Essere una mora è essere unici. Ma anche contenere moltitudini

Hai ben chiaro in testa com’è fatta una mora no? È una, un’unità, un frutto unico, ma è pur sempre costituito da tanti piccole unità raggruppate a grappoli. Tu, sì proprio tu che scrivi, (e anche io, certo, hai mai visto una più mora di me?) sei come una mora: è importante tu sia ben riconoscibile nella tua unicità ma più sei ricco di altri piccoli grandi versioni di te stesso, più sono i grappoli di interessi, di attitudini, di abilità e passioni che coltivi più saranno forti le radici delle speranze a cui potrai aggrapparti e saranno più rigogliosi i rami delle tue ambizioni.

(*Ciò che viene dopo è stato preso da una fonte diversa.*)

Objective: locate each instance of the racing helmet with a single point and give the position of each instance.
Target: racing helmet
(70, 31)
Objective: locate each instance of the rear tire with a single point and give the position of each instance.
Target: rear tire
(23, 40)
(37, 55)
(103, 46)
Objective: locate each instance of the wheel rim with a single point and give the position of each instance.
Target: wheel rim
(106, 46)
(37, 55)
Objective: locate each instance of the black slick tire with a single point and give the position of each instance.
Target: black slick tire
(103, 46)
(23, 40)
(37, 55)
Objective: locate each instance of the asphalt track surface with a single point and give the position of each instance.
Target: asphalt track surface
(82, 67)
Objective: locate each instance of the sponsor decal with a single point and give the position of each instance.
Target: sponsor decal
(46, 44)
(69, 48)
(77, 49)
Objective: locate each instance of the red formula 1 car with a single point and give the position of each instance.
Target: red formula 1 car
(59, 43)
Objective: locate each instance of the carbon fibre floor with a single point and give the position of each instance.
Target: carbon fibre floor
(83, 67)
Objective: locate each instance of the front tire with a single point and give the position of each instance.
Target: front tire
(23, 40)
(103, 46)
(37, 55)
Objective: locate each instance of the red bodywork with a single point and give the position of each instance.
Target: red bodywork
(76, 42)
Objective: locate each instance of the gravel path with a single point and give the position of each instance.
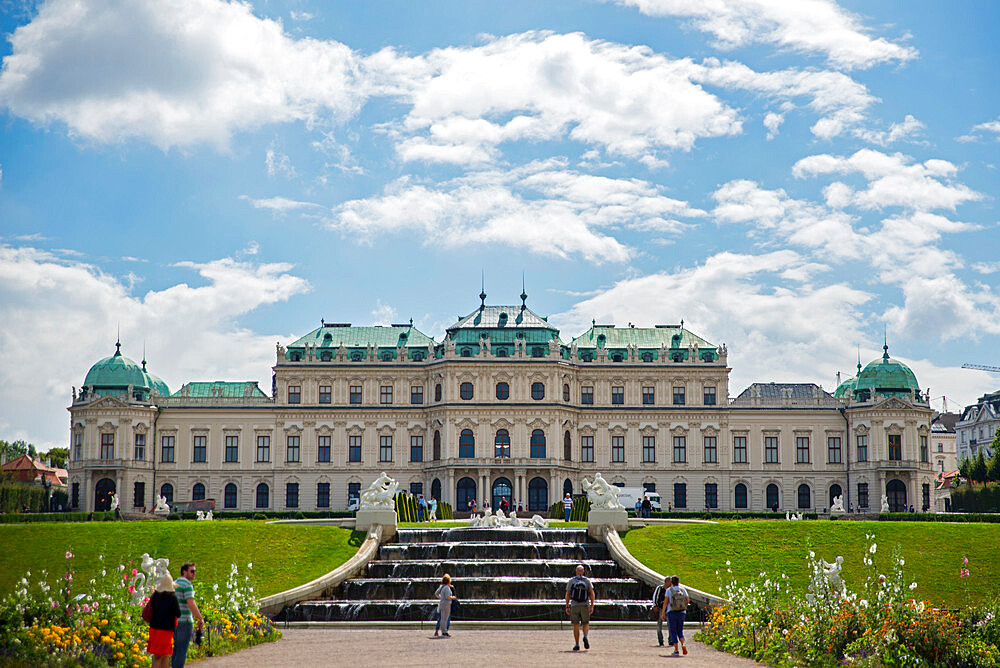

Quando scrivi non fossilizzarti: sii vivo come una pianta. Una pianta è sempre pronta a crescere un po’ di più? Impara a non accontentarti mai dei traguardi raggiunti grazie alla scrittura neanche tu. Una pianta è sempre pronta a conquistare un raggio di sole in più? Tu sii sempre curioso di fronte alla luce dell’informazione anche se a un primo sguardo ti sembra non riguardare esattamente il tuo settore: non sai mai su cosa potrai avere l’occasione di scrivere la prossima volta.

E tu quanti grappoli hai nel frutto della tua passione?

Una mora da ap-pagare

Se tergiversi coi tuoi sogni tradisci l’amore per te. Ed è a te stesso che devi la mora.
In termini giuridici si parla di mora quando c’è stato un ritardo, nell’adempimento di un qualche obbligo, che sia non soltanto ingiustificato ma di cui ci sia qualcuno che ne ha la colpa. Quando appendi la penna al chiodo a lungo (troppo a lungo) perché ti fai prendere dallo sconforto stai accumulando un ritardo impossibile da giustificare.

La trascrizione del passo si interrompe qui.